A bit patchy for now. In particular, there is not much user documentation
right now. Look into [ROOT]/doc.

* [ROOT]/doc/techreps/ep_toolbox.pdf: Technical report with details about
  the Expectation Propagation (EP) part of ApBsInT

* [ROOT]/doc/design: Some files describing design aspects

Apart from that, example and test code for the Matlab API are in
[ROOT]/matlab/test/, for the Python API in [ROOT]/python/test/. Also,
the code is well documented.

What is the "Workaround"?
=========================

You may note a certain incompleteness of the system (for example, some
methods in src/src/eptools/potentials/SpecfunServices throw a
NotImplemException) and come across the term "workaround" (for example, in
python/cython/setup.py).
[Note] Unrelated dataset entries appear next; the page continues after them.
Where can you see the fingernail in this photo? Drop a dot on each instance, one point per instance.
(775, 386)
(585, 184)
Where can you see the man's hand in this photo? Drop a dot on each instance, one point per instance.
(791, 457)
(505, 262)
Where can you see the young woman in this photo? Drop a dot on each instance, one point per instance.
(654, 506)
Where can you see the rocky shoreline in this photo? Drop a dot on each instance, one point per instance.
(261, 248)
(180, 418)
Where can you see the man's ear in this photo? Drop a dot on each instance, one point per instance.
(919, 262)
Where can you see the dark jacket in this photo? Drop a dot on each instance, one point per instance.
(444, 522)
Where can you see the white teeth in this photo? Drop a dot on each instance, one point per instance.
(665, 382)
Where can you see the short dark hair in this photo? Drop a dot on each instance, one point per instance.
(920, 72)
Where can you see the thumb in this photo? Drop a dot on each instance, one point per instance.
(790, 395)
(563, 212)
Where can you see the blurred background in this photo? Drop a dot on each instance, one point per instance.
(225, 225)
Trying to build the system in "workaround mode" does
not work.

These problems are due to licensing issues. While we will always ensure that
a core part of the system builds properly, we have to exclude some more recent
extensions, as they employ code which is copy-left licensed.

Our working solution is to explore new directions based on software under any
license. Once an extension proves worthwile, we may spend the effort to purge
the viral links. This process could be sped up by more contributors.